One of the many things to commend about this book is the breadth of issues raised, analysed and evaluated. The authors don’t shy away from asking the big questions about the definition and meaning of crucial concepts such as reputation, engagement, influence, authenticity, participation, analytics and measurement. What is refreshing is that Waddington and Earl demonstrate their hard earned communication skills by writing in a clear and concise style, thus avoiding the Latinate concatenations of more prolix authors who claim authority in the field of PR and social media.

They also have credibility. These guys know of what they speak. They’ve been in the PR frontline for nearly two decades. Both were journalists. Both built and sold a multi-million pound PR firm from scratch. They continue to create and manage communication campaigns for top brands. But as they cogently argue, the speed and complexity of change within the PR and media industries means there is no room whatsoever for complacency – or for anyone to claim they have all the answers.

Another plus point for the book is the breadth of industry observers and commentators interviewed. The acknowledgements page reads like a Who’s Who of the brightest thinkers and doers in the UK PR sector today (indeed, many are regular CIPR Conversation contributors. As is of course Stephen Waddington himself). Following this lot on Twitter would give you a real time intelligence feed into the best insight in the industry today.

Combining this breadth of insight with the authors own tenacious desire to not just accept commonly held (but often mistaken) beliefs about the real drivers of industry change make a refreshing departure from many recent paeans to the power of digital media. The balance of optimism and healthy scepticism is about right.

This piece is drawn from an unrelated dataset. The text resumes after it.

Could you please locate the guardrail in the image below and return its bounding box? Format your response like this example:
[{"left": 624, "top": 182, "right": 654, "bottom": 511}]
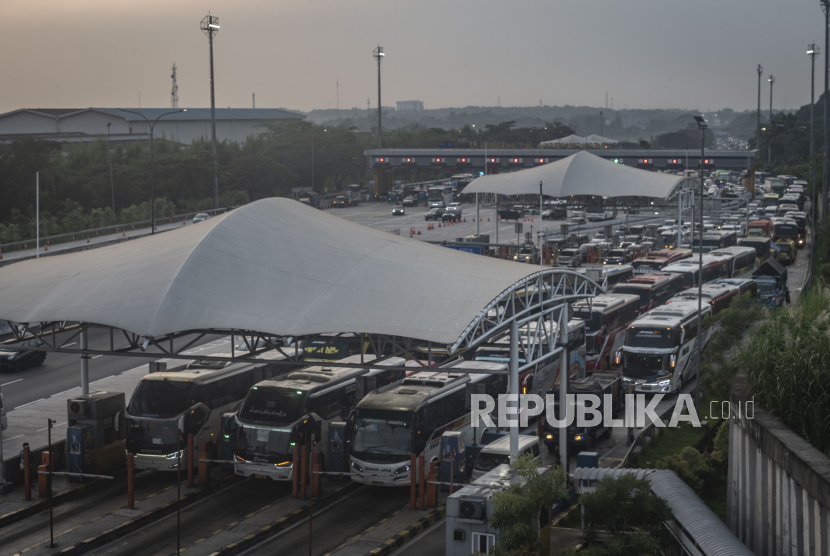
[{"left": 0, "top": 207, "right": 236, "bottom": 252}]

Unsurprisingly, the ultimate conclusion drawn by Waddington and Earl is that the PR sector needs to develop new skills. And fast.

So. Should you buy the book?

If you want easy, simple answers, then don’t bother.

However, if you want something that makes you think more profoundly about the future of the PR and communications sector (and by definition, your own career and future within it), then yes, you should.

For the cost of a few pints of beer, I’d wager this may prove to be one of the best investments you could make this year. Or any year.

I started taking not a whole pill but a quarter. After a few days I began to take half a pill and only then I took a https://drbocklet.com/xanax-online/ whole pill. In general, I want to say that I was helped very much.

*Disclaimer: Stephen Waddington and Steve Earl are former colleagues. We all worked together in the mid 1990s in the same large PR firm. Even though we all went our separate ways, we have continued to meet and discuss the state of the PR industry in real life and online ever since. They have kindly given plenty of airtime to my views in the book. Does that make me biased? Probably. I leave it to the individual reader to decide whether my relationship with the authors adds weight to my assessment of the value of the book. Or not.